Meet Jungo Blizzard: Treefort Music Fest's very own macro-puppet gorilla. Volunteers erected the enormous puppet on Wednesday evening in a parking lot beside El Korah Shrine.

The puppet's designer, Sam Johnson, said Jungo is based on a character from the video game Primal Rage, and represents "the dangerous road." Over the course of the festival, the puppet will make numerous appearances across downtown and "do sneaky sort of ambush stuff" at events.

Johnson was also a lead designer for macro-puppets of Treeforts past, including a giant spider and giant squid puppets. They often appeared at the Treefort Main Stage—notably in 2016, when he and other volunteers marched the hulking spider through the crowd to wage battle against Boise band Magic Sword.

Jungo, however, may not be able to perform such a feat this year: He's too tall to fit through the Main Stage gate.

"It'd be a downright miracle. You'd have to move mountains to do that," Johnson said.

- Patrick, a refugee from Congo, spoke at Storyfort Thursday afternoon. -  - HARRISON BERRY
  • Harrison Berry
  • Patrick, a refugee from Congo, spoke at Storyfort Thursday afternoon.
The next afternoon at Storyfort—located in The Owyhee—panelists convened to talk about something more serious: refugees' stories. The city of Boise has made efforts to be welcoming to new Americans, but the panelists said refugees still face challenges to being socially accepted.
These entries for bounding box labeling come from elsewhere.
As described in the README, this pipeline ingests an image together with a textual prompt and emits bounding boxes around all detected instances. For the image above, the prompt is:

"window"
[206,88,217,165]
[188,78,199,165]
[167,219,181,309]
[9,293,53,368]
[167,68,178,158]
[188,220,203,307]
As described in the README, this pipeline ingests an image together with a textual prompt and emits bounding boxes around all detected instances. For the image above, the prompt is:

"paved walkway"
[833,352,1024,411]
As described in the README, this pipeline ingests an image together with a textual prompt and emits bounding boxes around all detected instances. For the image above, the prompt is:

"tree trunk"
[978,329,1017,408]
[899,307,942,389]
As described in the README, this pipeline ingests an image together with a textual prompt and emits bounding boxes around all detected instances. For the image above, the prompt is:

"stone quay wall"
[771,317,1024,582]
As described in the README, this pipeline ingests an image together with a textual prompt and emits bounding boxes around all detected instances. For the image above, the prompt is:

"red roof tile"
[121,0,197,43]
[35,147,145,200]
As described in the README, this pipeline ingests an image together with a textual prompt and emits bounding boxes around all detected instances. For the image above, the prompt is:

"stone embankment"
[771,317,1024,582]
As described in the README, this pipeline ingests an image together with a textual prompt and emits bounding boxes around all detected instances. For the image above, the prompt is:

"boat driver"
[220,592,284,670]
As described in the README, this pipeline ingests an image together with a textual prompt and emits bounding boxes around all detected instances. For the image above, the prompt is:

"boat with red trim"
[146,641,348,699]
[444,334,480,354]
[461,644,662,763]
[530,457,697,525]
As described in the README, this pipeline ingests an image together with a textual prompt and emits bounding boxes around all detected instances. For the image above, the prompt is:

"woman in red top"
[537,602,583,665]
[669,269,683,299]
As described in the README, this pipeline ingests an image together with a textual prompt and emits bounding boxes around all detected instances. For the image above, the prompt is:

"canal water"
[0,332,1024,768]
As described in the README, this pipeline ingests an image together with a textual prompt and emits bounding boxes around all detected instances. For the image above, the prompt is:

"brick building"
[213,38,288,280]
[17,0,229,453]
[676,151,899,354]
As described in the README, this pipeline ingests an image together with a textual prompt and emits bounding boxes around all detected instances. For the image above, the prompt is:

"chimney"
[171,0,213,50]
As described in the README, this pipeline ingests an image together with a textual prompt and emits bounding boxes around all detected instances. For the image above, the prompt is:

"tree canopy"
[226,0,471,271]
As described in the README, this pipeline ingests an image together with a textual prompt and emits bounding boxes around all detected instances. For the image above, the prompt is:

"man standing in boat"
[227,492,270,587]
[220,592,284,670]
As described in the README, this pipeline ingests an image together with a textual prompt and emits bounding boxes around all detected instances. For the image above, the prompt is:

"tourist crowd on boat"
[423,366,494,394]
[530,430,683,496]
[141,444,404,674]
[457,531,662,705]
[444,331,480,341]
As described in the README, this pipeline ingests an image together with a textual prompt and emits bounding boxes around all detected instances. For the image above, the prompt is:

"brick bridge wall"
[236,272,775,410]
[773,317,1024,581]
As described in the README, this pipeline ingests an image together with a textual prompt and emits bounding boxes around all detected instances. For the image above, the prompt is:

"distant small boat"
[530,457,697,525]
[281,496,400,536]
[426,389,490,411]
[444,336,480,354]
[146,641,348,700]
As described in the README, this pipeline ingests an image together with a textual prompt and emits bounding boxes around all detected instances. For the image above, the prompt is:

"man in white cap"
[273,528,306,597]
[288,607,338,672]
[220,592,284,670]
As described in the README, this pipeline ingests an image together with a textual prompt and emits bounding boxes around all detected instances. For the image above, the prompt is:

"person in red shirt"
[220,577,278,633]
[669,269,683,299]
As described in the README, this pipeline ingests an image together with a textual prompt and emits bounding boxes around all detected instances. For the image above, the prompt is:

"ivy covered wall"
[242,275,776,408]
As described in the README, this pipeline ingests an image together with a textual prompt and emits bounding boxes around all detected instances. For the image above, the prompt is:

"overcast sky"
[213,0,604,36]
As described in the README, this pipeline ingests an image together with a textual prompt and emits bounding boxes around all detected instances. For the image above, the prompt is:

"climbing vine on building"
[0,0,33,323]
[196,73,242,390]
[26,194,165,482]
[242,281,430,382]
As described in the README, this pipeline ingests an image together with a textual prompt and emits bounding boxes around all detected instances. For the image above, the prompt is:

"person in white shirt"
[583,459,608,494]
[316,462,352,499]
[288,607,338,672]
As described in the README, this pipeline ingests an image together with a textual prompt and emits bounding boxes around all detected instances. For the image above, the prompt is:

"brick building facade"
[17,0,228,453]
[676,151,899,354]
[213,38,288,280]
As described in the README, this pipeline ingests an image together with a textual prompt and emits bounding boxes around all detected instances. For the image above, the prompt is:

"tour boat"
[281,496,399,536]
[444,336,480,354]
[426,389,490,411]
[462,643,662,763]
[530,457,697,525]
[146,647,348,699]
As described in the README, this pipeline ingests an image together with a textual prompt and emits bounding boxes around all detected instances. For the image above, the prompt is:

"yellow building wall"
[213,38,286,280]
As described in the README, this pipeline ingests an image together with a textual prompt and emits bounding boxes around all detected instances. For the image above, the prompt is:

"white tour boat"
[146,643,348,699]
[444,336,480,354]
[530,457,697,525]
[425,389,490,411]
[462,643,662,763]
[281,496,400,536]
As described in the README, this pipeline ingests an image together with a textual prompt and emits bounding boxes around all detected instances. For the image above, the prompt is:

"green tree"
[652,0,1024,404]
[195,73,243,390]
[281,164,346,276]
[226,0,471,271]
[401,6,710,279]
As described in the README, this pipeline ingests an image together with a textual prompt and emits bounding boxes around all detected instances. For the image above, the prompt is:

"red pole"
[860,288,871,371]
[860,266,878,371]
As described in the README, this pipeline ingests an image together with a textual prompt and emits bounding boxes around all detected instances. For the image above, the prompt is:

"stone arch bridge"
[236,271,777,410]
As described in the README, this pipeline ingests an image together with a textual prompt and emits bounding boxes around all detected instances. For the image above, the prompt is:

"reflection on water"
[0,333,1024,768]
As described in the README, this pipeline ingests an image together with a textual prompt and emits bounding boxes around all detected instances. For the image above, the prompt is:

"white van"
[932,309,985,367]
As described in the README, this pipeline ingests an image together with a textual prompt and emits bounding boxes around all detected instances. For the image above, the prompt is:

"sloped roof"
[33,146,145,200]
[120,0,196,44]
"Today, refugees are viewed as threats to society," said Patrick, a refugee from Congo. "Here in the U.S., the most common word is "terrorist."
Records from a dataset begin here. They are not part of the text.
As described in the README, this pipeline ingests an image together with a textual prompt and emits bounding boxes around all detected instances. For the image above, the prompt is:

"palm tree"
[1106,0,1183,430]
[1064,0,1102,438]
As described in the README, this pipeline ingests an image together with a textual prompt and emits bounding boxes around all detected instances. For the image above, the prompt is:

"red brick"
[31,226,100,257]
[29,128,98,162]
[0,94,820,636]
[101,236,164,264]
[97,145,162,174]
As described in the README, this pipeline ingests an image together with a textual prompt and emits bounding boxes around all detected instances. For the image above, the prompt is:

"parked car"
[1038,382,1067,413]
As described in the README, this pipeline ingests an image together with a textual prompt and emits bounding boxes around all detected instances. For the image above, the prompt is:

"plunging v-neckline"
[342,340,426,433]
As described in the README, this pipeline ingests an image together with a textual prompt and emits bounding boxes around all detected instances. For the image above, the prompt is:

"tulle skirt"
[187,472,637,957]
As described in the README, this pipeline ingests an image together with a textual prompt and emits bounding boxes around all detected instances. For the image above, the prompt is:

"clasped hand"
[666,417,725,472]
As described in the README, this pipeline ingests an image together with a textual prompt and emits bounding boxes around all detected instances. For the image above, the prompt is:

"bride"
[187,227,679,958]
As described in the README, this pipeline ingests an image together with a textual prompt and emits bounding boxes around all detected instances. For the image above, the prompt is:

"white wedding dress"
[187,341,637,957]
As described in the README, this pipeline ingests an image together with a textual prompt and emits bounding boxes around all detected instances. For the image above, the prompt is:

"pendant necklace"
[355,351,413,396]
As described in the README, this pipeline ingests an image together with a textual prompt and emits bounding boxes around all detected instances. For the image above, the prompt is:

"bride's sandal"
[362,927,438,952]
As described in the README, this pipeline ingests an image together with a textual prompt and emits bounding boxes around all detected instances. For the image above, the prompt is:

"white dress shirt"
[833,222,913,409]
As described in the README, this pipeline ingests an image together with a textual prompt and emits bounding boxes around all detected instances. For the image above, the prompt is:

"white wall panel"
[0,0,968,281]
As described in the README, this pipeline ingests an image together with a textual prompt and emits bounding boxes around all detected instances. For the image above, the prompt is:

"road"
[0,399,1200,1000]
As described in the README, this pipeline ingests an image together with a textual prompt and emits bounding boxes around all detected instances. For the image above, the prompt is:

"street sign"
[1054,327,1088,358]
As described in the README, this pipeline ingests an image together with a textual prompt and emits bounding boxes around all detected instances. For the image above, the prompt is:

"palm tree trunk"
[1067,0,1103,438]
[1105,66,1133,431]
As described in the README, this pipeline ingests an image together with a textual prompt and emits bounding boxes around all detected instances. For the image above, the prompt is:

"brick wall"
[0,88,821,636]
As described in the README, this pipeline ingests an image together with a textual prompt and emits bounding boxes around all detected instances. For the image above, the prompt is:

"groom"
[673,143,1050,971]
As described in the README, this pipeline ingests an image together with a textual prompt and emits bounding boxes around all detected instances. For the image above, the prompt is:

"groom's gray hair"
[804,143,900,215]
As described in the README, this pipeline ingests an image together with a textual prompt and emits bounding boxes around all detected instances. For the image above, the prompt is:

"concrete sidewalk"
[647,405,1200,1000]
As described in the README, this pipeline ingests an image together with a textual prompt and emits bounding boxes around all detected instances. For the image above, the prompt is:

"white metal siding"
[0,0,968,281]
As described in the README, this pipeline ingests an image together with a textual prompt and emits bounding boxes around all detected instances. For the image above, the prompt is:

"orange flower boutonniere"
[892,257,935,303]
In part, Patrick said, refugees are seen as moochers on public services. Public conversations about the number of refugees and the cost of harboring them are distractions from the humanitarian crises they have fled and the significant contributions they make to the communities that accept them.
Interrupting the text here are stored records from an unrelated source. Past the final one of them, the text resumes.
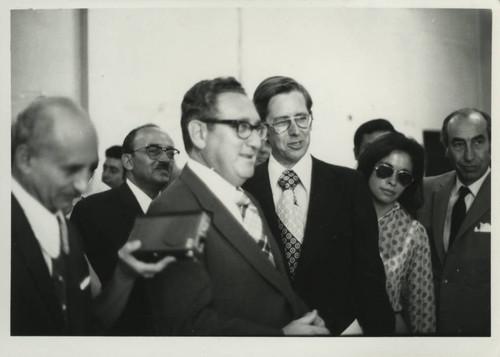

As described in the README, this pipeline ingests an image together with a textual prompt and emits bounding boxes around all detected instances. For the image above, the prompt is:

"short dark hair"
[441,108,491,148]
[253,76,313,121]
[105,145,122,159]
[120,123,160,153]
[358,132,425,216]
[181,77,246,152]
[11,96,90,163]
[354,118,396,154]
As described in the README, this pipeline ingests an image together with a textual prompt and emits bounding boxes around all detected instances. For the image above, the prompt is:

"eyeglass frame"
[373,162,415,187]
[264,113,314,134]
[128,144,181,160]
[198,118,268,140]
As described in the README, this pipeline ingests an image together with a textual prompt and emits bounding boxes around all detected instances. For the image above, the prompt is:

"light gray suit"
[418,171,491,336]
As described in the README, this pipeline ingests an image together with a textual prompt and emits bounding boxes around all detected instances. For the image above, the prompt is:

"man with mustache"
[71,124,179,335]
[419,108,491,336]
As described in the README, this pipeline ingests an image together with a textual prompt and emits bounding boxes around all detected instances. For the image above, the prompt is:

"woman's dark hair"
[357,132,425,216]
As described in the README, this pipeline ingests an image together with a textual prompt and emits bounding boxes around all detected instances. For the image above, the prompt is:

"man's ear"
[188,119,208,150]
[14,144,32,174]
[122,153,134,171]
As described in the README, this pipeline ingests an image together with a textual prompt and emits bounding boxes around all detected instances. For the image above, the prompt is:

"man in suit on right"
[148,77,328,336]
[419,108,491,336]
[244,76,394,335]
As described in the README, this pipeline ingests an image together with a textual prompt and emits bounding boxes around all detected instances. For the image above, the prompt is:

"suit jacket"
[244,157,394,335]
[419,171,491,336]
[10,195,91,336]
[148,166,308,335]
[71,183,153,335]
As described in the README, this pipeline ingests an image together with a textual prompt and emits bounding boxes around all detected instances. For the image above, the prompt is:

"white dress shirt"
[268,152,312,242]
[443,167,491,251]
[12,178,64,275]
[126,179,155,213]
[187,159,243,225]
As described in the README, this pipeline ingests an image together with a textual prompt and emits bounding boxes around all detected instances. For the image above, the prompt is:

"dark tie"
[276,170,304,279]
[236,192,276,266]
[52,215,69,324]
[448,186,470,250]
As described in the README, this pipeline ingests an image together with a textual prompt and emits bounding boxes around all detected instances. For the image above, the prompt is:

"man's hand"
[118,240,176,278]
[282,310,330,336]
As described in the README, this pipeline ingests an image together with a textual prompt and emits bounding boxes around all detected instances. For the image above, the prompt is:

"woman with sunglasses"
[358,133,436,335]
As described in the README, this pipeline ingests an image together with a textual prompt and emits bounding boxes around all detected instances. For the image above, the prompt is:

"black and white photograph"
[0,0,500,356]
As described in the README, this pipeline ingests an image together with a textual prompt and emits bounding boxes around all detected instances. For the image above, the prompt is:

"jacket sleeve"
[148,259,283,336]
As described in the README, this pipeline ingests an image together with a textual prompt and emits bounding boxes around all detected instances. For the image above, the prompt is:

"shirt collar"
[187,158,241,205]
[268,151,312,192]
[378,201,401,222]
[453,167,491,197]
[12,177,62,259]
[126,179,153,213]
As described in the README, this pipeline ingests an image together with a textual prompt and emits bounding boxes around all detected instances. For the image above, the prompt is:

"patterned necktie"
[236,192,276,266]
[448,186,471,250]
[276,170,304,279]
[52,214,69,324]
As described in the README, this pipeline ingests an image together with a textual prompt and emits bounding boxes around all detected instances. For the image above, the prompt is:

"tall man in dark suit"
[244,77,394,335]
[148,78,328,335]
[11,98,97,335]
[71,124,179,335]
[419,108,491,336]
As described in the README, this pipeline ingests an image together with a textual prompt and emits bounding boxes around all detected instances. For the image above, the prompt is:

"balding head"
[11,97,97,212]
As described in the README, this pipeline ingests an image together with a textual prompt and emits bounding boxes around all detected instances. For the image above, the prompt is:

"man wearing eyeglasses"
[71,124,179,335]
[244,76,394,335]
[148,77,328,336]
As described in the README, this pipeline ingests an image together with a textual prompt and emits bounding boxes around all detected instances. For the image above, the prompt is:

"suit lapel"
[299,157,328,256]
[11,195,63,325]
[456,174,491,240]
[432,174,455,263]
[179,166,294,301]
[251,160,285,257]
[117,183,144,217]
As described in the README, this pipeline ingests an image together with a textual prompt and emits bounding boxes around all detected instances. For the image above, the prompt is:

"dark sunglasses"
[375,163,413,187]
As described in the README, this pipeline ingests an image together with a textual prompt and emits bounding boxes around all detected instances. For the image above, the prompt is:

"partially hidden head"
[122,124,179,197]
[11,97,98,212]
[353,118,395,160]
[102,145,125,188]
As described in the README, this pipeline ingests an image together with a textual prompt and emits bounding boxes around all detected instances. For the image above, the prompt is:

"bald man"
[11,97,97,335]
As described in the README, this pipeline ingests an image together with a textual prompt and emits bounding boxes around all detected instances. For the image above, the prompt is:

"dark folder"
[128,211,210,262]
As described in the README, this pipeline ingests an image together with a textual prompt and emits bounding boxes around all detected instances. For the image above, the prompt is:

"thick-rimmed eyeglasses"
[375,163,414,187]
[200,118,267,140]
[132,144,180,160]
[267,114,313,134]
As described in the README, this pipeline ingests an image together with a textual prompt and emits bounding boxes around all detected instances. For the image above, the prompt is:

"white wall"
[242,8,489,167]
[12,7,491,167]
[11,10,82,118]
[89,9,238,161]
[89,8,490,167]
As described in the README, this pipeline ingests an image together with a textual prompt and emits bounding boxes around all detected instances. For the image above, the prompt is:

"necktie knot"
[236,192,252,208]
[458,186,471,198]
[278,170,300,191]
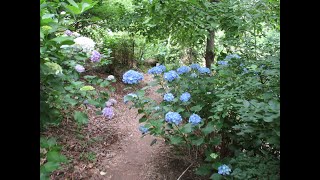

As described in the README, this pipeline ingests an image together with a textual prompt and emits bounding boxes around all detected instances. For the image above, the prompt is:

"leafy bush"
[124,54,280,179]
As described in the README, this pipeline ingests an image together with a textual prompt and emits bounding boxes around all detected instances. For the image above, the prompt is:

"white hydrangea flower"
[74,37,95,54]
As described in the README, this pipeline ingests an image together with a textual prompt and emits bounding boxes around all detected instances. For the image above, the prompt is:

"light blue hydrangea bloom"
[190,73,197,78]
[189,114,201,125]
[139,125,149,134]
[177,66,191,74]
[165,112,182,125]
[163,70,179,82]
[163,93,174,102]
[218,164,231,175]
[90,50,101,62]
[158,65,167,72]
[122,70,143,84]
[217,61,228,66]
[180,92,191,102]
[225,54,241,59]
[190,63,200,69]
[198,67,211,74]
[123,93,138,104]
[148,66,163,74]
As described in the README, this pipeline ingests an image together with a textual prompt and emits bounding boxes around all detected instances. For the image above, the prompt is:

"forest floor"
[45,74,203,180]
Zuzu, from Iraq, said her father and brother acted as translators for the U.S. Army and left the country when being a collaborator with the United States painted a target on her and her family's back. She described an encounter at WinCo in Boise in which a man who identified himself as a member of the armed services told her not to wear her head scarf because America is a "free country," and that if she refused to take off her scarf, she should "go home."

"If you tell me to go back to my country, I can't," she said. "This is my country right now."

Boise Mayor Dave Bieter, who moderated the panel, said the city has made efforts to improve the experiences of new Americans because they enrich Boise socially and economically.

"Whether you come from foreign lands—or even from California—we're happy you're here," he said.